Anche per i casi di infertilità, ovviamente, la mia era una speculazione molto azzardata. In ogni caso, al tempo stesso, diffido un po' della spiegazione che addebita il problema interamente alle nostre abitudini di vita. Ripeto, io ho una visione "dinamica" del problema: le mutazioni, forse, andrebbero considerate esigue o meno non in senso assoluto e numerico, ma relativo alla corrispondente velocità di "smaltimento" (in realtà probabilmente diminuita in molti luoghi, dove le generazioni hanno rallentato il ritmo di riproduzione e/o varietà di partner per capita).

Sergio ha detto...

avevo sempre pensato che la nostra evoluzione si fosse rallentata, in quanto "oggi tutti arrivano a riprodursi" considerando l'umanità scarsamente soggetta ad una qualche selezione.
Domanda ingenua: ma se la capacità di digerire il latte non da nessun vantaggio(mi compro quello microfiltrato) c'è una ragione perchè questa particolarità genetica venga mantenuta?

Giuseppe Regalzi ha detto...

Emmy: eccitante, vero? Naturalmente le dimensioni della popolazione da sole non bastano, perché se la specie è adattata perfettamente al proprio ambiente le mutazioni si diffonderebbero solo casualmente, e quindi con molta maggiore lentezza. Ma gli esseri umani creano da soli lo squilibrio ambientale necessario, in un certo senso.

Paolo: sulle razze canine, non credo (per quello che ne so) che si possa parlare di eventi di speciazione. Quello che succede è che alcune razze sono ormai fisicamente impossibilitate ad accoppiarsi (basta pensare a chihuaua e San Bernardo...), complice la volontà degli allevatori, che non saprebbero che farsene di bastardi. Questo è un caso di isolamento non geografico (non a caso dicevo sopra "in genere geografico"), e col tempo potrebbe portare alla nascita di specie distinte.

Giuseppe Regalzi ha detto...

Sergio: la chiave è il numero dei figli, non solo il fatto di averne o meno. Più figli hai, più i tuoi geni hanno una possibilità di diffondersi e durare.

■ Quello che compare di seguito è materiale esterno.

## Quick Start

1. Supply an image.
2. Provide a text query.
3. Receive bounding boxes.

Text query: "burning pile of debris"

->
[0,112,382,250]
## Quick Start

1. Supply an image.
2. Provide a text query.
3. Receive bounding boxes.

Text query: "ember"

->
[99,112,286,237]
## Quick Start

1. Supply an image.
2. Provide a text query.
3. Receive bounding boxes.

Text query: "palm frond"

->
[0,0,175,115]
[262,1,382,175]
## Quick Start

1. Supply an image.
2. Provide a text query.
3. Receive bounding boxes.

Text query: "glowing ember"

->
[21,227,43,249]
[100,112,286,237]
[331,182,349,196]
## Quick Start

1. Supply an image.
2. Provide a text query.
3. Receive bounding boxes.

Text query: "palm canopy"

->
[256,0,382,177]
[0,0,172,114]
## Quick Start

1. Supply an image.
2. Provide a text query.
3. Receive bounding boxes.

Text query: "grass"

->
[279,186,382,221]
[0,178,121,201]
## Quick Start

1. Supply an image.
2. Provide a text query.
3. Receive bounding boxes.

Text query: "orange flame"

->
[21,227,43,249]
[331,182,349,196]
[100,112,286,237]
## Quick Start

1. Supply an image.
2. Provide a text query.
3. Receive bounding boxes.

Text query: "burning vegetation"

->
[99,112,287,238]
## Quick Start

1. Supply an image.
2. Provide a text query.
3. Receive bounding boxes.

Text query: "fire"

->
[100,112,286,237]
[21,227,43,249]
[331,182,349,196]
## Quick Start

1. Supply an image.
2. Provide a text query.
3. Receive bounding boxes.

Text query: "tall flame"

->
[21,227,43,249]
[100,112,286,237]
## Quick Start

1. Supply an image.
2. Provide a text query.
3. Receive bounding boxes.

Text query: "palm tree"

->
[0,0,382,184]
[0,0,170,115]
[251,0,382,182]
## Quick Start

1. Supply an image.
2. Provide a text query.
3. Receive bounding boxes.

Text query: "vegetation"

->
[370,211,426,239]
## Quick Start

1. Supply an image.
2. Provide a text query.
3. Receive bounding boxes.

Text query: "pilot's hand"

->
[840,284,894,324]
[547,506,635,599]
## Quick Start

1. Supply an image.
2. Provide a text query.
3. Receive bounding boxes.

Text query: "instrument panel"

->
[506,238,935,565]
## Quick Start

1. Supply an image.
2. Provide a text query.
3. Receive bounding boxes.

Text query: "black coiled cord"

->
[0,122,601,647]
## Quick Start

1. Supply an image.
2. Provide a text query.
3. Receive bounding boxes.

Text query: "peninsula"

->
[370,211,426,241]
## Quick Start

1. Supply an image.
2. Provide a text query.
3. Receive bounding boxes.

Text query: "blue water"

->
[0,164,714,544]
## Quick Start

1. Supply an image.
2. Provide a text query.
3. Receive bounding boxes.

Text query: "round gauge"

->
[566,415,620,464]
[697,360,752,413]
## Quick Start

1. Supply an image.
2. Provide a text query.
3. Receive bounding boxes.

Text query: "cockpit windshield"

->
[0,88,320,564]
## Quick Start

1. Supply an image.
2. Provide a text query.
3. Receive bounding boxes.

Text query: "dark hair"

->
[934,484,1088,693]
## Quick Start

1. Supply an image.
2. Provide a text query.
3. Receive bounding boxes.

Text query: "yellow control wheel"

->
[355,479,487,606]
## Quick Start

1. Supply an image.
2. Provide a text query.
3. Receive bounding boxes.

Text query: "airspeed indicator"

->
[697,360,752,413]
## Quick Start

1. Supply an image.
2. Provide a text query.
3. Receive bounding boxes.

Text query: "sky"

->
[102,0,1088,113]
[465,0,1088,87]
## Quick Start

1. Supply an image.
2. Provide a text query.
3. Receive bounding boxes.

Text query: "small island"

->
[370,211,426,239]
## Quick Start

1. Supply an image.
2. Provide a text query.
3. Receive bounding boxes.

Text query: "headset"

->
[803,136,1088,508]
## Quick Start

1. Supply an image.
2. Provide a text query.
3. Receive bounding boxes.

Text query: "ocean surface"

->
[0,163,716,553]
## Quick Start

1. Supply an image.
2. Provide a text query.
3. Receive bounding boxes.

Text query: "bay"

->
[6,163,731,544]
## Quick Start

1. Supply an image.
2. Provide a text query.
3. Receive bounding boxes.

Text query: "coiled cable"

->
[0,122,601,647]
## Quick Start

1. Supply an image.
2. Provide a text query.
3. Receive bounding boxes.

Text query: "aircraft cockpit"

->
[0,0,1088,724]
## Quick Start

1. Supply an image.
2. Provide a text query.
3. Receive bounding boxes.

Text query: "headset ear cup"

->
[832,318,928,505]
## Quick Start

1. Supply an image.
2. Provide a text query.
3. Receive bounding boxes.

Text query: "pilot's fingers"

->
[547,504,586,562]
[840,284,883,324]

Sul latte: scherzando (ma non completamente), si potrebbe dire che chi ha la mutazione giusta può spendere in fiori per le signore i propri soldi, aumentando così la propria fitness riproduttiva. Comunque mutazioni totalmente neutrali sopravvivono e si diffondono secondo meccanismi del tutto casuali. Nei paesi nordici la mutazione è generalizzata, e oramai (se non comporta uno svantaggio) dovrebbe rimanere, anche senza latte.

Sergio ha detto...

Grazie ottima spiegazione. Il problema, come al solito, e imparare a ragionare su distanze temporali adeguate (per le quali effettivamente l'esempio dei fiori potrebbe non essere solo una battuta).